Exactly three years later, on February 23, 2010, the Jesinoskis mailed their lender a letter purporting to rescind the loan. TILA imposes a three year statute of repose on claims for rescission. See 15 U.S.C. § 1635(f). On March 12, 2010, the lender denied the request for rescission. The Jesinoskis filed suit four years and one day after consummation of the loan, alleging that they received an insufficient number of copies of the TILA notice and disclosure at the time of the closing. The District Court and the Eighth Circuit held that the Jesinoskis were required to file suit to rescind the transaction within the three-year statutory period, and that sending a notice of rescission to the lender within the three-year period is not sufficient.

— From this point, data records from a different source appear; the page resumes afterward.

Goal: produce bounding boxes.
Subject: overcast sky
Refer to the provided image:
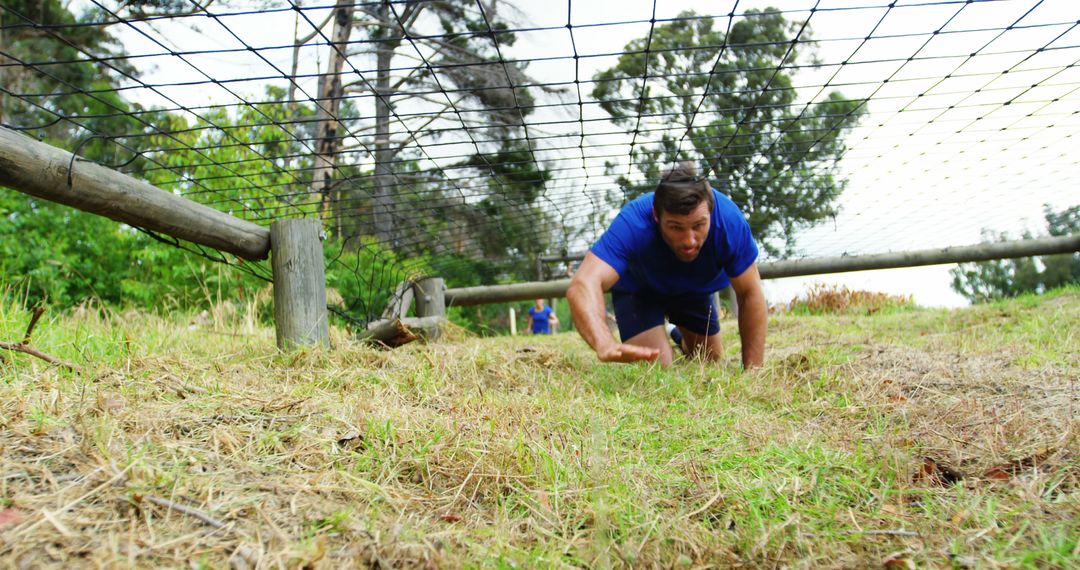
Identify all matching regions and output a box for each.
[76,0,1080,306]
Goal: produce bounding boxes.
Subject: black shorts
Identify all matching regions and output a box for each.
[611,290,720,341]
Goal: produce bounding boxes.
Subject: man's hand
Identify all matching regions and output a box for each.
[596,344,660,363]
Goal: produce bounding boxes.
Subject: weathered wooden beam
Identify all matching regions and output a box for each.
[270,219,330,350]
[446,233,1080,307]
[758,233,1080,279]
[0,127,270,260]
[445,279,570,307]
[356,316,446,349]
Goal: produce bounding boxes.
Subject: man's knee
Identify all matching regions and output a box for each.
[623,325,674,366]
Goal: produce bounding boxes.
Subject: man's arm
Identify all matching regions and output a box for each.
[566,252,660,362]
[731,263,768,369]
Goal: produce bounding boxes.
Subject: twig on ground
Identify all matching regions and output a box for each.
[841,529,921,538]
[0,307,78,370]
[143,494,225,528]
[0,342,79,370]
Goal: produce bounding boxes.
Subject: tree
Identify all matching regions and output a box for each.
[295,0,546,253]
[593,9,865,254]
[949,204,1080,302]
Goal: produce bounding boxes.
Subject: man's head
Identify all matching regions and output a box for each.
[652,162,713,261]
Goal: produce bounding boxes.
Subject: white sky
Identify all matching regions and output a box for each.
[76,0,1080,306]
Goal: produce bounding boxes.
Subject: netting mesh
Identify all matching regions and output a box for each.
[0,0,1080,322]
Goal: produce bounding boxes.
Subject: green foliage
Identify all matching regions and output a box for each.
[593,9,865,254]
[949,205,1080,302]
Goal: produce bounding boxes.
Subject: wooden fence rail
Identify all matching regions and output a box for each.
[446,233,1080,307]
[0,127,329,349]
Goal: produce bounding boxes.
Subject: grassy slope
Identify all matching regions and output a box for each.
[0,288,1080,568]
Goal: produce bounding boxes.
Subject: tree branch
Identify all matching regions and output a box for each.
[0,342,78,370]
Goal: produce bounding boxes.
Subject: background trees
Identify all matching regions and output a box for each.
[949,206,1080,302]
[593,10,864,254]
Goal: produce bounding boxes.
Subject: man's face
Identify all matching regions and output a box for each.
[652,201,711,262]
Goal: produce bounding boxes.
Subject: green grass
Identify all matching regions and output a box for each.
[0,288,1080,568]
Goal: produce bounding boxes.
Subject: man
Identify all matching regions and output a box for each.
[525,299,558,335]
[566,164,766,368]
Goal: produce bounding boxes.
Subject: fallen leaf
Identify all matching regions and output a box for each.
[0,507,24,527]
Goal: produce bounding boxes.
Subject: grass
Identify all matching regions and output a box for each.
[0,288,1080,568]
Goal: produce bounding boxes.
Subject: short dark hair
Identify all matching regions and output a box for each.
[652,162,714,218]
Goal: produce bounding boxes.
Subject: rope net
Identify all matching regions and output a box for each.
[0,0,1080,324]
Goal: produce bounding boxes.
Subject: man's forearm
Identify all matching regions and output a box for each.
[739,289,768,368]
[566,282,615,352]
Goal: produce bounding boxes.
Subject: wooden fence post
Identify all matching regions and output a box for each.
[413,277,446,340]
[270,219,330,350]
[414,277,446,316]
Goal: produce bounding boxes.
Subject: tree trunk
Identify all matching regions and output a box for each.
[375,1,401,248]
[312,0,355,238]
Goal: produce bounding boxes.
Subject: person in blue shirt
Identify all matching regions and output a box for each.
[566,163,766,368]
[525,299,558,335]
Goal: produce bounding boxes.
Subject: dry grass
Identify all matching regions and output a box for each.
[787,283,915,314]
[0,290,1080,568]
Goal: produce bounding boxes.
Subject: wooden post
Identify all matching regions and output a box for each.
[413,277,446,340]
[0,127,270,260]
[413,277,446,317]
[270,219,330,350]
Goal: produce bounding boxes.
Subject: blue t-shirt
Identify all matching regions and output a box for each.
[592,189,757,296]
[529,307,551,335]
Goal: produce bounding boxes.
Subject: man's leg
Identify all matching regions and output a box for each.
[623,325,674,366]
[678,326,724,361]
[611,291,673,366]
[665,295,724,361]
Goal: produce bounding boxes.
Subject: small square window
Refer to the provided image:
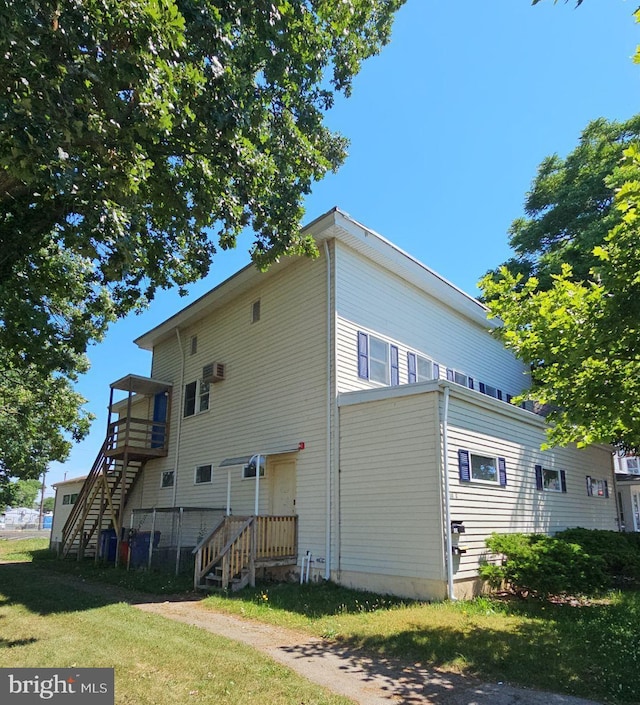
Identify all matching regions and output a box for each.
[471,453,498,483]
[416,355,433,382]
[242,457,265,480]
[251,299,260,323]
[195,465,211,485]
[198,382,209,411]
[542,468,562,492]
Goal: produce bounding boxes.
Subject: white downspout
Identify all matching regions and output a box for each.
[442,386,457,600]
[322,240,333,580]
[171,326,184,507]
[253,453,261,516]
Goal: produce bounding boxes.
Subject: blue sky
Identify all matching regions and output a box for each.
[46,0,640,494]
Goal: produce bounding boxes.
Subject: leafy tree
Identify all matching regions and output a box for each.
[484,115,640,292]
[0,0,404,474]
[0,479,42,509]
[481,145,640,452]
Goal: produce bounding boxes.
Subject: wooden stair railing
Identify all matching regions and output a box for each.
[59,442,142,560]
[193,516,298,590]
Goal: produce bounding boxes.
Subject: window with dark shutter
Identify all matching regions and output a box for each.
[391,345,400,386]
[498,458,507,487]
[458,449,471,482]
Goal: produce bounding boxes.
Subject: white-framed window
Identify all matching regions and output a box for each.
[194,465,213,485]
[447,367,475,389]
[369,335,389,384]
[251,299,260,323]
[535,465,567,492]
[586,475,609,499]
[358,331,400,385]
[542,468,562,492]
[183,381,209,417]
[198,382,209,412]
[160,470,175,488]
[407,352,440,384]
[471,453,498,483]
[624,457,640,475]
[458,448,507,487]
[242,456,266,480]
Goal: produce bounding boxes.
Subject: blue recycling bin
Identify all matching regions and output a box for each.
[100,529,118,563]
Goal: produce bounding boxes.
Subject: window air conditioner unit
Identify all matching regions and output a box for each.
[202,362,224,384]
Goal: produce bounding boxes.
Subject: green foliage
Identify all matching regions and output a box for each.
[0,0,404,475]
[0,479,42,509]
[479,533,607,598]
[481,135,640,450]
[556,527,640,585]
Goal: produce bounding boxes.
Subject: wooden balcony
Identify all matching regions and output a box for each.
[104,417,168,460]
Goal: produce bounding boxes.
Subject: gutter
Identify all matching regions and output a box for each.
[324,240,333,580]
[171,326,185,507]
[442,385,457,601]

The Supreme Court’s Decision
The Supreme Court unanimously ruled in favor of the Jesinoskis holding that their mailing notice to the lender within the three-year period, without filing suit, is sufficient to exercise their right to rescind. Writing for the court, Justice Scalia stated that the statutory language “leaves no doubt that rescission is effected when the borrower notifies the creditor in writing of his intention to rescind. It follows that, so long as the borrower notifies within three years after the transaction is consummated, his rescission is timely.” Justice Scalia stated that the statute is clear and only written notice is required to rescind within the three-year period. The statute does not require a lawsuit to be filed within this three-year period to rescind.
What It Means For Banks
The Supreme Court did not address the question of how long a borrower has to file suit following receipt of a post-three day notice of rescission and provides no guidance as to how the parties might effectuate a rescission years following a loan closing. The language of TILA reads that if a consumer is entitled to rescission, the lender must refund any closing costs and finance charges paid by the consumer and must provide the consumer a release of the mortgage or deed of trust on the real estate securing the loan. This language is unclear whether the lender may then attempt to collect the now unsecured debt. As rescission is an equitable remedy, the lender’s logical argument is that before the consumer is entitled to equitable relief, the consumer must do equity. Therefore, before the lender must release the mortgage or deed of trust, the consumer should tender to the lender the unpaid balance of the loan. The Seventh and Ninth Federal Circuit Courts of Appeal have, in fact, held that the consumer must tender to the lender the unpaid balance of the loan before the consumer is entitled to the benefits of rescission.
A lender that is already in receipt of a notice of rescission outside the three-day rescission period where no suit has been filed should consult with counsel as to whether the lender should file an action against the borrower to address the validity of the rescission claim and, if the rescission claim is valid, to condition rescission upon the borrower’s return of the loan proceeds before releasing the mortgage or deed of trust.
With respect to future notices of rescission outside the three-day period, after sending its response within 20 days of receipt, as required by TILA, the lender should consider whether it is prudent to take a proactive approach by commencing an action against the borrower as described above. It is critical that lenders have a good record retention policy because defeating a rescission claim will require the lender to demonstrate compliance with TILA long after the loan closing and likely long after the loan may have been sold to a third party.